Caulking tubes made of cardboard are used to dispense caulking material, which seals joints and seams in construction applications. The caulking tubes are often lined with aluminum foil or kraft paper and spiral wound to increase the holding strength of the tube. The tube is typically inserted into a caulking gun and equipped with a plastic nozzle or spout and a plastic cap at the end.
Calking tubes are used in caulking guns for the administration of industrial adhesives and sealants. When pressure is applied to a caulking gun's trigger-like handle, a plunger forces the caulking out of the end of the tube in a controlled fashion. Some caulking tubes are already pressurized, and therefore do not require the assistance of a gun in order to apply caulk. Caulking tubes are mainly used in the construction industry to aid in sealing appliances in kitchens and bathrooms, tiling and cracks in window and door frames and along the joining of walls. Sealing any openings in walls, floors and ceilings increases the energy efficiency of a room or house and creates a watertight seal. Kraft tubes are also used to apply caulk to cracks and seams in boilers, piping and water vessels. As an alternative to plastic, paper tubes are not recyclable because their interior is hard to clean when it has been contaminated with the caulking epoxy material.
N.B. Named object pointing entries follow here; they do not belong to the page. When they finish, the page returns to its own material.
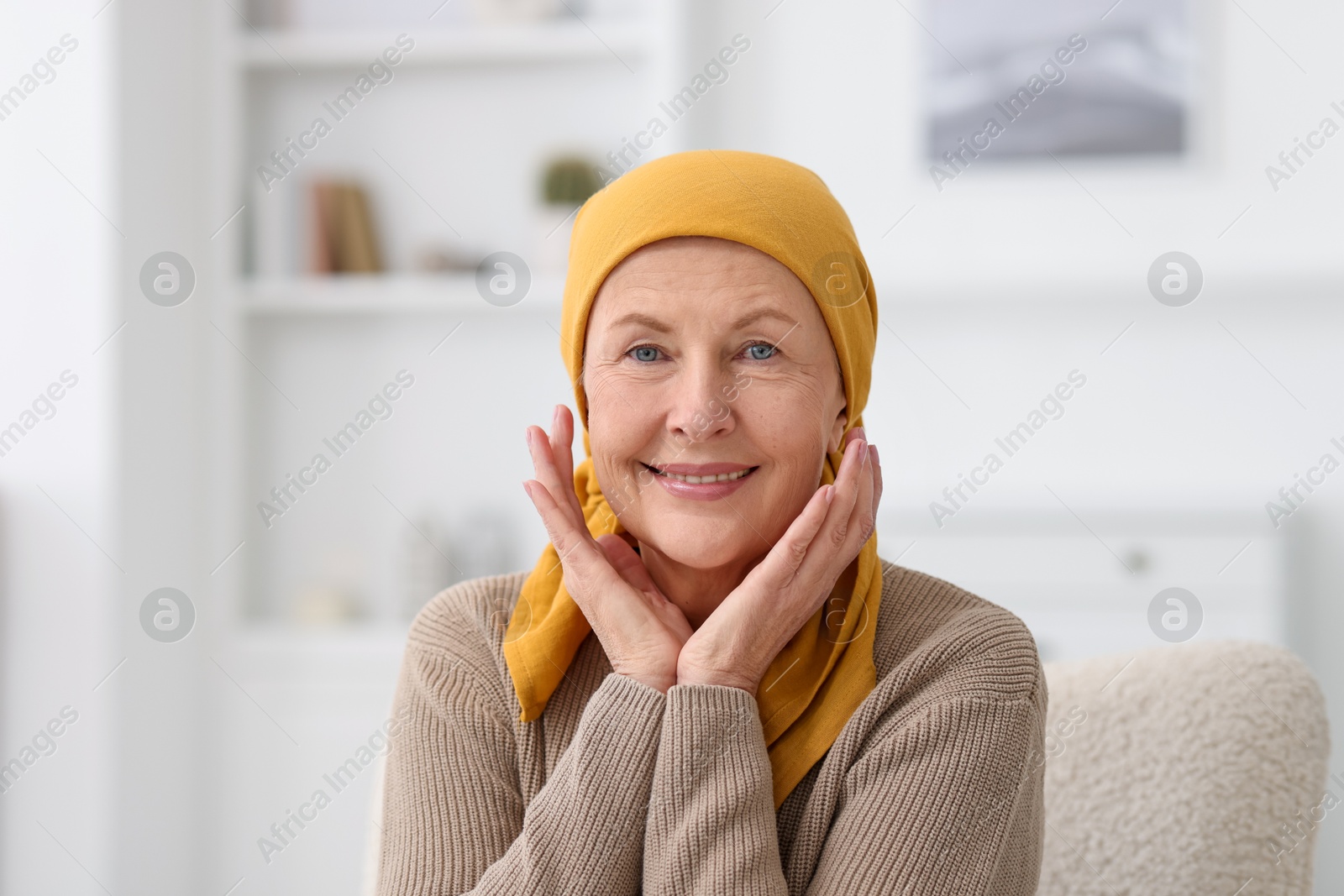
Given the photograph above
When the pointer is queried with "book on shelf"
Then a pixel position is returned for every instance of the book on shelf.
(344, 238)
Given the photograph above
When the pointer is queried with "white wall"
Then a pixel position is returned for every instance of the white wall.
(1012, 275)
(998, 286)
(58, 563)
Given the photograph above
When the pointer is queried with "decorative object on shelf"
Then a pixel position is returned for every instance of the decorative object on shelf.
(344, 239)
(429, 553)
(338, 15)
(320, 605)
(512, 11)
(609, 9)
(436, 555)
(444, 258)
(566, 184)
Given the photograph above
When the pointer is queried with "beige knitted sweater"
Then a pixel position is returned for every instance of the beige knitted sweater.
(933, 786)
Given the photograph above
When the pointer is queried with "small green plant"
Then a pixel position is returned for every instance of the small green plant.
(569, 181)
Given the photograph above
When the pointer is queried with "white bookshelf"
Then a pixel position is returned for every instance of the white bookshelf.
(523, 45)
(450, 152)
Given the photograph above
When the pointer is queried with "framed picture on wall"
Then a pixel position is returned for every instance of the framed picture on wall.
(1062, 76)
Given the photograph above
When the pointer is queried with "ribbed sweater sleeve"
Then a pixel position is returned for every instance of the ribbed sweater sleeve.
(944, 802)
(711, 810)
(454, 813)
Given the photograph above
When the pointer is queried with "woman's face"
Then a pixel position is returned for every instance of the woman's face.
(712, 394)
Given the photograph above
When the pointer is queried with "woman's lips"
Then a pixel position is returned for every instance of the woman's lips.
(676, 479)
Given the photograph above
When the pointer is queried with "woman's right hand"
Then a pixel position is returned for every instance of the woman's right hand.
(640, 629)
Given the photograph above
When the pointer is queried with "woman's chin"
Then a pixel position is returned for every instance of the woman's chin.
(706, 551)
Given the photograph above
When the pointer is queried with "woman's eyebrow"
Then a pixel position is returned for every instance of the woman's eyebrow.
(652, 322)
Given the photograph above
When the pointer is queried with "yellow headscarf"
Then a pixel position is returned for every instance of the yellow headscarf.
(785, 211)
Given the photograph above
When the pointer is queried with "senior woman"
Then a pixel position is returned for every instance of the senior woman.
(710, 683)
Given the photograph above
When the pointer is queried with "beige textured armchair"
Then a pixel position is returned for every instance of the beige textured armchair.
(1193, 768)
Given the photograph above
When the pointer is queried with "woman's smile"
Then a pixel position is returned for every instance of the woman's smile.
(702, 481)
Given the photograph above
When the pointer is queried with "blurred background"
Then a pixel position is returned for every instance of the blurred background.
(241, 237)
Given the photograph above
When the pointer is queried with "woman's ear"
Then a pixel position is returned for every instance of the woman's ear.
(837, 432)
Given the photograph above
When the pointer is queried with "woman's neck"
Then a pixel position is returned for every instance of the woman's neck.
(696, 590)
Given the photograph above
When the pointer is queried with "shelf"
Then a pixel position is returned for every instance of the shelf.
(349, 295)
(465, 46)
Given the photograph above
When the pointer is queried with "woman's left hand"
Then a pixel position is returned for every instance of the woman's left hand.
(745, 633)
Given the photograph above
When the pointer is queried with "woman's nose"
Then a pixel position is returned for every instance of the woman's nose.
(702, 407)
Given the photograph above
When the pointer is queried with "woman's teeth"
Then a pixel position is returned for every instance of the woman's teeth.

During fabrication, cardboard ribbons are coated with adhesives and wrapped at an angle around a mandrel. Many are also fiber wound. Most caulking tubes made of cardboard are spiral-wound with a thick core, to ensure they safely handle the pressure applied by caulking guns. These tubes have an interior lining of a non-permeable material and are filled with caulk, an epoxy paste material made of acrylic latex, butyl rubber, silicon, polyurethane or polysulfide. Caulk is usually white, but may come in different colors like black or beige for aesthetic purposes. After it has left the inside of the tube and is exposed to air, the caulk quickly cures and hardens. Caulking tubes are sometimes refillable as long as they are being continuously used and the caulk has not dried out. They must be disposed of after the caulk has cured. If used with a plunger, it should be large enough to scrape the tube interior walls; creating better friction fit so all the caulk comes out. Self-burping caulking tubes, however, are able to keep all air from coming out of the spout by creating a very small gap between the side wall of the tube and plunger, forcing any air to the side. Caulking tubes come in standard sizes to fit securely into a caulking gun's holster and to ensure proper operation of the equipment.